N. Blank, Heidelberg
H.-I. Huppertz, Bremen

Zusammenfassung

Hintergrund

Bei Patienten mit chronisch-entzündlichen rheumatologischen Erkrankungen können verschiedene Arten von Amyloidoseerkrankungen auftreten. Wenn eine Amyloidose vermutet wird, muss zwischen lokalen und systemischen Amyloidablagerungen sowie AL (Leichtketten), AA (Amyloid A) und anderen Amyloidoseformen unterschieden werden.

Ziel

Ziel ist die Charakterisierung der lokalen und systemischen AL-Amyloidose bei rheumatologischen Erkrankungen, das Aufzeigen diagnostischer Algorithmen und prognostischer Faktoren sowie die Diskussion von Therapieoptionen.

Material und Methoden

Es erfolgen die Darstellung der Amyloidosekohorte am Amyloidose-Zentrum Heidelberg, der Vergleich mit anderen Amyloidosekohorten sowie die Diskussion der Therapieoptionen.

Ergebnisse

Eine monoklonale Gammopathie kann bei verschiedenen rheumatologischen Erkrankungen auftreten. Beim Sjögren-Syndrom wurden knotige kutane Ablagerungen von lokalem AL-Amyloid beschrieben. Das Auftreten einer systemischen AL-Amyloidose wurde bei rheumatologischen Erkrankungen bisher allerdings nur in wenigen Einzelfällen berichtet.

Schlussfolgerung

Bei Patienten mit rheumatologischen Erkrankungen muss, neben der AA-Amyloidose auch an die Entwicklung einer meist lokalen AL-Amyloidose gedacht werden.

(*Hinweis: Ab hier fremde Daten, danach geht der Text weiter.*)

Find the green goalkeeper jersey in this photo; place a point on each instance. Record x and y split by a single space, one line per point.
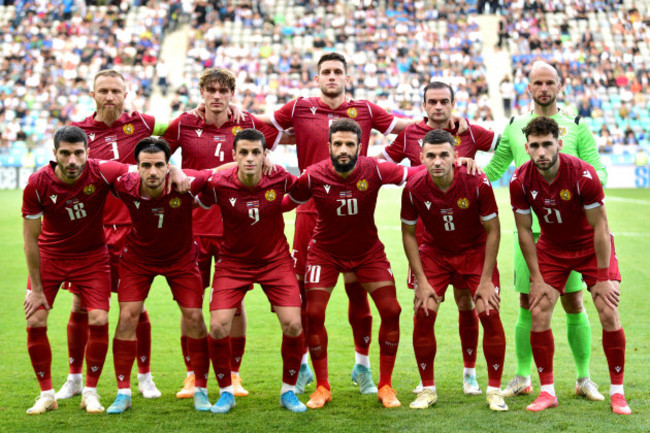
577 140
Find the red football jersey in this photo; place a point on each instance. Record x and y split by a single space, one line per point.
162 227
206 146
408 143
116 143
252 218
72 214
560 206
346 207
452 218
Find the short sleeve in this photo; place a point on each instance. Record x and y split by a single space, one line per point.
409 213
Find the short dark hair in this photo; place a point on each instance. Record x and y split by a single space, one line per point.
333 57
70 134
437 85
152 145
345 125
438 136
249 134
542 126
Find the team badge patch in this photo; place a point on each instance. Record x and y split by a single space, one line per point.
175 202
89 189
463 203
565 194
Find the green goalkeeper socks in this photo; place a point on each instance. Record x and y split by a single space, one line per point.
523 351
579 337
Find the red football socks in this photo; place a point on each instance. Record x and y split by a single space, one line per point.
360 317
424 345
77 339
40 354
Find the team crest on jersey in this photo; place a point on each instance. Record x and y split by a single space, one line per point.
270 195
175 202
565 195
463 203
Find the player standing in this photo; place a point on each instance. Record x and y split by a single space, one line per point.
68 196
460 245
438 104
568 199
208 143
544 86
112 135
160 243
254 249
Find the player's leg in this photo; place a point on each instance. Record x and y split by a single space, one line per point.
384 295
304 227
579 337
360 318
424 346
543 347
219 348
125 349
468 331
521 384
77 333
292 344
237 346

Bei Hinweisen auf eine systemische Amyloidose ist die frühzeitige Diagnosestellung notwendig, damit die Funktion der betroffenen Organe erhalten werden kann. Um eine zielgerichtete Therapie beginnen zu können, muss sicher zwischen einer AA- und AL-Amyloidose differenziert werden.